A Work in Progress – But Large Implications for Cloud Market
The CIA first bid out its commercial cloud computing contract in mid-2012, around the same time AWS launched its commercial marketplace. As an ecosystem, the marketplace was not mature when AWS first bid on the CIA’s request for proposal. However, it matured significantly over the course of the next year, which saw a legal battle ensue between AWS and IBM for the CIA’s contract.
By the time the U.S. Court of Federal Claims gave the legal go-ahead to AWS to build a public cloud computing infrastructure behind the IC’s firewall in October 2013, the instantiation of an IC Marketplace became a distinct feature available through the C2S contract not previously considered.

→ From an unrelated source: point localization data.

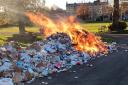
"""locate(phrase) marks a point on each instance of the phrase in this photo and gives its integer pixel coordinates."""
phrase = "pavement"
(106, 70)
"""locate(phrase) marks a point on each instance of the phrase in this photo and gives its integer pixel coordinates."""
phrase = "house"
(98, 10)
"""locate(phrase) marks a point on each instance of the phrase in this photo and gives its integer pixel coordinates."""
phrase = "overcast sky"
(62, 3)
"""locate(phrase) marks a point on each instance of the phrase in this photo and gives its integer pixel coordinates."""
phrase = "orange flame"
(83, 40)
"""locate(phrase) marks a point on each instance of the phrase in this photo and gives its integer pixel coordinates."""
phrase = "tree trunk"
(116, 14)
(21, 26)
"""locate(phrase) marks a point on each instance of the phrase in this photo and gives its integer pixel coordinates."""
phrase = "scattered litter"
(6, 81)
(54, 54)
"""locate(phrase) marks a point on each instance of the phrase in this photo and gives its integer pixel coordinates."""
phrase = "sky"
(62, 3)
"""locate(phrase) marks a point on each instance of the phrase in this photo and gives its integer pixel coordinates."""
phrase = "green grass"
(93, 27)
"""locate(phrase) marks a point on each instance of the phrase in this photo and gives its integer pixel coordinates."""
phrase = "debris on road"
(55, 54)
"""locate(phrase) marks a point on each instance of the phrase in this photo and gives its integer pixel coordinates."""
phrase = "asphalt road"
(106, 70)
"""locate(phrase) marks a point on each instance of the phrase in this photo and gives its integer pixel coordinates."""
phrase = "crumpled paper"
(54, 54)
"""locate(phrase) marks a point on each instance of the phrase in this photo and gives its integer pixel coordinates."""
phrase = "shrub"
(120, 26)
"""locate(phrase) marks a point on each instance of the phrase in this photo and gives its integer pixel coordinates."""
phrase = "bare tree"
(83, 11)
(116, 14)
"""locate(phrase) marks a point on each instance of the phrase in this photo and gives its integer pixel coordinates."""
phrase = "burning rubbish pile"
(55, 54)
(59, 51)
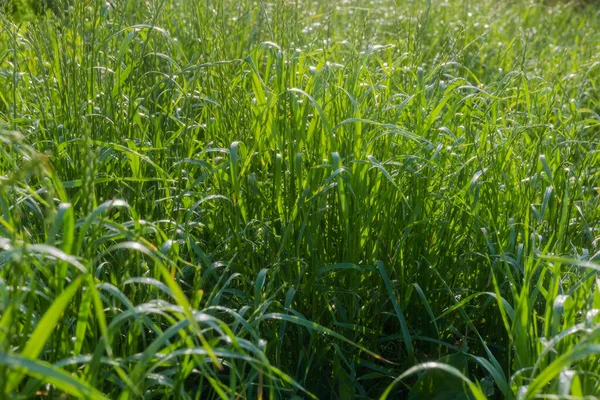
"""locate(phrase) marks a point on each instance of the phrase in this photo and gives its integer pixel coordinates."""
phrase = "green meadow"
(296, 199)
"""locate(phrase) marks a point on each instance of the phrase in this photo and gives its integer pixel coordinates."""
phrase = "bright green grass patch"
(296, 199)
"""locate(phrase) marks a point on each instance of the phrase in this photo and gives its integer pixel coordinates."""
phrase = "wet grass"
(295, 199)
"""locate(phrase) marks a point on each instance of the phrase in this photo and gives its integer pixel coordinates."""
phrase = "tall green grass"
(296, 199)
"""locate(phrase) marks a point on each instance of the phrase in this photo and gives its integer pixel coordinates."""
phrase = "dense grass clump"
(296, 199)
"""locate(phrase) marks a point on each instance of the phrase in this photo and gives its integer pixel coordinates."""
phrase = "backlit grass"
(299, 199)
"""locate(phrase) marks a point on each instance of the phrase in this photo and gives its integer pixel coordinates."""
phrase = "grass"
(296, 199)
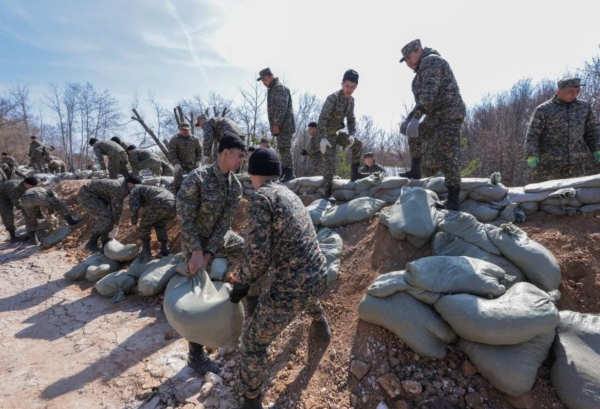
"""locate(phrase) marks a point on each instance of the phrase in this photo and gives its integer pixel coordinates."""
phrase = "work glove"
(412, 130)
(533, 161)
(239, 291)
(324, 144)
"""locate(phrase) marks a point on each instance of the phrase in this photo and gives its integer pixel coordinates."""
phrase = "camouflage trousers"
(32, 206)
(272, 315)
(329, 159)
(284, 146)
(440, 146)
(157, 218)
(98, 210)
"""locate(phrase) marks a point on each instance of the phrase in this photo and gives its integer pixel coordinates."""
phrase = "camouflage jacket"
(149, 197)
(111, 192)
(436, 91)
(331, 119)
(562, 133)
(375, 167)
(280, 109)
(185, 151)
(13, 190)
(206, 204)
(281, 237)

But as Wolfe, the CIA CIO, alluded to in November, the IC Marketplace is not yet up and running.
“It’s going to take a few months to actually get this implemented,” he said. “We have to take what is running in the commercial sector and then be able to re-host that, so we’ll have to look at all the code, rewrite a few things, and make sure it can work seamlessly in the IC, just like in the commercial side.”

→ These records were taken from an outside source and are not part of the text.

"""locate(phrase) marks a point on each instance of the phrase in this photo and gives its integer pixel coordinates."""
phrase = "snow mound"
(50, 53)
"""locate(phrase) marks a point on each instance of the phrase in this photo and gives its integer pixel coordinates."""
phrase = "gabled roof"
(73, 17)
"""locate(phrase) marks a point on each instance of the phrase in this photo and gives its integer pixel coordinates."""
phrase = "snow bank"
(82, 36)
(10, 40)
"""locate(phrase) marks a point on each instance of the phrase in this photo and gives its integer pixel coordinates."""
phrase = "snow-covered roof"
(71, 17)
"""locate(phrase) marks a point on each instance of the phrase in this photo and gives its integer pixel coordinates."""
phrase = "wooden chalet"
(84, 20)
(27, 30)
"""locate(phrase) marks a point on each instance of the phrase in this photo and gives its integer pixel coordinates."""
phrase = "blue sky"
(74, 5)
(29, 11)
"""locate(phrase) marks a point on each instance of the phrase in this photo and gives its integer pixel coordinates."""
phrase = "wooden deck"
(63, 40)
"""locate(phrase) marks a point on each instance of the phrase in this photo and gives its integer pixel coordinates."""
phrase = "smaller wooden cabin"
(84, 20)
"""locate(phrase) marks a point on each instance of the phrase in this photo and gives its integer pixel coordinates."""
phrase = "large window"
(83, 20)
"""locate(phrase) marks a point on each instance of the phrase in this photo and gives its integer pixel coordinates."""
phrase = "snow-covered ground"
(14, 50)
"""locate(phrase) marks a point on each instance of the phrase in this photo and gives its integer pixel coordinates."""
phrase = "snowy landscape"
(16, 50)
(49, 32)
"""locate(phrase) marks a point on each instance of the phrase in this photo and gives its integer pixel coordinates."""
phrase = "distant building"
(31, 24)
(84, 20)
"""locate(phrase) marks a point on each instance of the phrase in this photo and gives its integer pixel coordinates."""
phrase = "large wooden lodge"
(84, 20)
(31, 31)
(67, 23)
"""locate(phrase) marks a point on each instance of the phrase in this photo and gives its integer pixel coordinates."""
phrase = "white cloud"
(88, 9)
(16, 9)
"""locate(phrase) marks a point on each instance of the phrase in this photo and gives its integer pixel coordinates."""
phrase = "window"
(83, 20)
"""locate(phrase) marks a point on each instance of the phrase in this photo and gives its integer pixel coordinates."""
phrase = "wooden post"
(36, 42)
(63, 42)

A target date for the IC Marketplace’s launch of late 2015 or early 2016 is realistic, according to multiple sources with knowledge of its workings.
When it is launched, any software purchased via the IC Marketplace will be leveraged against the value of the existing $600 million C2S contract. Because the contract is based on cost recovery, a successful IC Marketplace that provides proven value to the IC could eventually push the renewed value of the C2S contract above $600 million.
AWS finished 2014 with a 28 percent market share in the $16 billion worldwide cloud infrastructure market, according to a recent report by Synergy Research Group. For comparative purposes, its next closest challenger, according to Synergy, was Microsoft at 10 percent. AWS’ success carries over to the federal market, where researchers at IDC Government Insights estimate that at least 5 percent of administration’s proposed $86 billion IT budget will be spent on cloud. Not surprisingly, AWS is the most popular infrastructure-as-a-service platform in government, too.
Yet, the IC Marketplace may have an equally large impact on how the government buys software at large.
If the IC Marketplace works as billed, a great many large software companies – those like Oracle and Microsoft – are going to lose enterprise license agreements via traditional contracting. Grudgingly, in some cases, those companies may opt to partner with AWS to sell their products through the IC Marketplace than forego that revenue.
One certainty is that the CIA – tasked under the IC Information Technology Enterprise strategy – has been up to the challenge of promoting shared services and cloud computing across the IC. Together with the National Security Agency, which has built its own private cloud, the CIA has the IC set firmly down an innovative path.
“We’re confident we’ll be able to access innovation almost no matter where it is,” Wolfe said in November. “It’s going to be a tremendous advantage for us, and we’re very excited about being able to do that.”